I realized (thanks to probably_someone in a comment below) that the original argument that the authors give is slightly different than mine. They multiply the equation $(U^0)^2-(U^i)^2 = 1$ with $m^2$ to yield $E^2-P^2=m^2$. Nevertheless, I still like my argument better. :)

Answer 1

There used to be an answer here that incorrectly claimed that in the electromagnetic field, this equation is modified as $(p_{\mu} - q A_{\mu})(p^{\mu} - q A^{\mu}) = m^2$. The author of that answer realized it was incorrect after seeing my comments and deleted the answer.

In short, $p_{\mu} p^{\mu} = m^2$ is the fundamental kinematical relation that is valid for any massive object in special relativity. There may be external forces exerted on that object, which doesn't change this relation.

In the electromagnetic field with potential $A_{\mu}$, the definition of the canonical momentum shifts by $$ p_{\text{canonical}}^{\mu} = p^{\mu} + q A^{\mu}. $$

Hence, the relation $p_{\mu} p^{\mu} = m^2$ can be rewritten as $$ (p_{\text{canonical}\;\mu} - q A_{\mu})(p_{\text{canonical}}^{\mu} - q A^{\mu}) = m^2. $$

However, the canonical momentum, though a good variable for describing the system with Hamiltonian mechanics, is not a meaningful variable physically.
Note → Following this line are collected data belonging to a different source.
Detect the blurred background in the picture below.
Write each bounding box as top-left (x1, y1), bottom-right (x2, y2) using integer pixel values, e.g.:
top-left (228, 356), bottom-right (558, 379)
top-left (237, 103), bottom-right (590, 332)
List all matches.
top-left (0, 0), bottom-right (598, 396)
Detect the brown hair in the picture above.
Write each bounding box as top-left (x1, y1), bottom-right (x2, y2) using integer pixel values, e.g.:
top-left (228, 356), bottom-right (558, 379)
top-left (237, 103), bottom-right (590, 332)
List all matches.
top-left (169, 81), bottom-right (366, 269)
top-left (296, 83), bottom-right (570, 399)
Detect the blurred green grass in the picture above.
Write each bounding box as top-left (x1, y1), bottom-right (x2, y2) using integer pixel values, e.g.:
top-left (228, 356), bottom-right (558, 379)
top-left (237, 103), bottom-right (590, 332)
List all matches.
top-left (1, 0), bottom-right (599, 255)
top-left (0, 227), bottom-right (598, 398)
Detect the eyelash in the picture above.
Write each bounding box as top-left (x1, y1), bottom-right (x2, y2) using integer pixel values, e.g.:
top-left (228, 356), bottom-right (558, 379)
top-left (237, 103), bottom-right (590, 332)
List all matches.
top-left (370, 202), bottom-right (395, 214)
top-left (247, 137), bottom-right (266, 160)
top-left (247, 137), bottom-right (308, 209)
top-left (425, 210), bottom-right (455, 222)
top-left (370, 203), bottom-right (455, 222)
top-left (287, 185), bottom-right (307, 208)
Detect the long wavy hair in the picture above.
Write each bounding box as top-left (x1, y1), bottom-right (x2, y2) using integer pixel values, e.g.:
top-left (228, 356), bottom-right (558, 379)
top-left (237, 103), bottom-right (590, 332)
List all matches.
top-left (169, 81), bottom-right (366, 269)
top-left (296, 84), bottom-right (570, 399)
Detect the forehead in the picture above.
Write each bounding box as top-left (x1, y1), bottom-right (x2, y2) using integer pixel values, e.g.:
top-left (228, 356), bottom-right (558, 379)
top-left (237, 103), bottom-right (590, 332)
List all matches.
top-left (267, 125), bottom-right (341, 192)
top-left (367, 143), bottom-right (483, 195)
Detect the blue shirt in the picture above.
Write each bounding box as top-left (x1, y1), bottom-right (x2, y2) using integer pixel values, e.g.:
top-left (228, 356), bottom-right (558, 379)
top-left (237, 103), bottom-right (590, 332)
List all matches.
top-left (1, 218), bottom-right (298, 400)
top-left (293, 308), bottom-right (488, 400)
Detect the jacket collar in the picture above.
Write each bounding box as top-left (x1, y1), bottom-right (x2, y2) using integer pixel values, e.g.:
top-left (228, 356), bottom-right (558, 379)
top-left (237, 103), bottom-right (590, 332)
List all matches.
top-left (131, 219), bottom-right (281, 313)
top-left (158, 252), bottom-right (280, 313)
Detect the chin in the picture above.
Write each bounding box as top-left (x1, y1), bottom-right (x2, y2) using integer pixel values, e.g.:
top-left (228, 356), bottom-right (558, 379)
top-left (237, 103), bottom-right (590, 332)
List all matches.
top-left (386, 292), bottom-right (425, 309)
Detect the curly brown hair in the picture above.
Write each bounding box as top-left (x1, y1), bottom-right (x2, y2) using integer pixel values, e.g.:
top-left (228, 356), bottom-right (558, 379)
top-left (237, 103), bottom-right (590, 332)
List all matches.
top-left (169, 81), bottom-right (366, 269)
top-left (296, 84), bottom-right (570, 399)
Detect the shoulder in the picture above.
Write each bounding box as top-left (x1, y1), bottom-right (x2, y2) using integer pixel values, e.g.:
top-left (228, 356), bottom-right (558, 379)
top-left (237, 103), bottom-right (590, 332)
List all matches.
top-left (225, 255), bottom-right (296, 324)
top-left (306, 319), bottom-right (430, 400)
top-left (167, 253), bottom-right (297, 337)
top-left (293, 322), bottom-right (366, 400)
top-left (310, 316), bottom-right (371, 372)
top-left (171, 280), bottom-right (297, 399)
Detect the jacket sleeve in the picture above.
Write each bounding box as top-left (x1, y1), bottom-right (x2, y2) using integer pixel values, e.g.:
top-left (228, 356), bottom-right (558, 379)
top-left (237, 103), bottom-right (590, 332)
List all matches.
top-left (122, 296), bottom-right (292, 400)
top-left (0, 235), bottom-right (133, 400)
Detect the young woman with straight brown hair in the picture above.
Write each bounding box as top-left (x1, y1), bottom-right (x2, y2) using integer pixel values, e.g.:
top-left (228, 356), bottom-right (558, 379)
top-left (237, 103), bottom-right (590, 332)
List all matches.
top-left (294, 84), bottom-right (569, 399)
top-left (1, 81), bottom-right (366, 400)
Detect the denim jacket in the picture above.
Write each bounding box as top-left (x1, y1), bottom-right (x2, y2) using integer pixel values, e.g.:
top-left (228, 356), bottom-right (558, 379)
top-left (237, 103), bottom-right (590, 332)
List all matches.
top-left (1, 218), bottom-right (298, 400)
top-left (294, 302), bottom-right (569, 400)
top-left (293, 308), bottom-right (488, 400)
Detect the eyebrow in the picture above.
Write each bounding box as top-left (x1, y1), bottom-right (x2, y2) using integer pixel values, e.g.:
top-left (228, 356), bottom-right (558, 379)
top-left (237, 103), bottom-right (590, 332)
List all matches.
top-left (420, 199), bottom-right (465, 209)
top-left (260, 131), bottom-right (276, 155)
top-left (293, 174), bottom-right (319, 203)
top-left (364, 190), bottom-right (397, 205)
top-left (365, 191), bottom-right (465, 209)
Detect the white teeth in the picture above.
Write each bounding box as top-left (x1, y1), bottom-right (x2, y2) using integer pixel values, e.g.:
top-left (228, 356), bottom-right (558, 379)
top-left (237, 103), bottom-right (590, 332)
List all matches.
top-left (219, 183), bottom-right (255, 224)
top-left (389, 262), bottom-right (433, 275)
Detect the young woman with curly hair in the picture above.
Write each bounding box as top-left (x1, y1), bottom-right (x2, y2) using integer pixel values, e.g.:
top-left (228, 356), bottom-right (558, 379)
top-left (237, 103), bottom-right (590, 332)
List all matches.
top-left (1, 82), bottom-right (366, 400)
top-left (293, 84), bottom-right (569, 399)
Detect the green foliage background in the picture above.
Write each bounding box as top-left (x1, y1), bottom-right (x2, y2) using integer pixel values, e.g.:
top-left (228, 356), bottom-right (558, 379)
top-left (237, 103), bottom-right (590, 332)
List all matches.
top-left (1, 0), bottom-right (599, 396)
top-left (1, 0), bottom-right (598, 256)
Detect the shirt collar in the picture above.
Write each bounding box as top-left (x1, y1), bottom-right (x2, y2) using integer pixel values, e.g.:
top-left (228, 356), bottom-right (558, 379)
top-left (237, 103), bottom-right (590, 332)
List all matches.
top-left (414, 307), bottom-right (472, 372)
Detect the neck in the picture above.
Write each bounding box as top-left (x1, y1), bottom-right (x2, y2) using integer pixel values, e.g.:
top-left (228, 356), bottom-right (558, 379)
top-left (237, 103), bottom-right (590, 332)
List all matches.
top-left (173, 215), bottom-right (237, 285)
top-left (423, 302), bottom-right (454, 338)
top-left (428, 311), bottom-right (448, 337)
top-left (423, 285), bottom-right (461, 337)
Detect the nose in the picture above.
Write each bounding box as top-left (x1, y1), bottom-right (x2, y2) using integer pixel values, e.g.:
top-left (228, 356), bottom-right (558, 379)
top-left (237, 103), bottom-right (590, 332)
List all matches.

For instance, it isn't gauge invariant.

The physical momentum $p_{\mu} = m u_{\mu}$ still obeys the same relation $p_{\mu} p^{\mu} = m^2$. In fact, it follows trivially from its definition together with $u_{\mu} u^{\mu} = 1$, which in turn follows from the definition of 4-velocity $u^{\mu}$:

$$ u^{\mu} = \frac{dx^{\mu}}{ds}, $$ $$ u^{\mu} u_{\mu} = \frac{dx^{\mu} dx_{\mu}}{ds^2} = 1. $$

Answer 2

It does depend on what is meant by P, and E. If $E^2=P^2-m^2$, even with forces, the particle would have a constant velocity. I think that the canonical forms are more commonly used, so $(E-V)^2=({\bf P}-q{\bf A})^2+(m+S)^2$, with $\bf P$ the canonical momentum, and $(V,{\bf A})$and S vector and scalar potentials.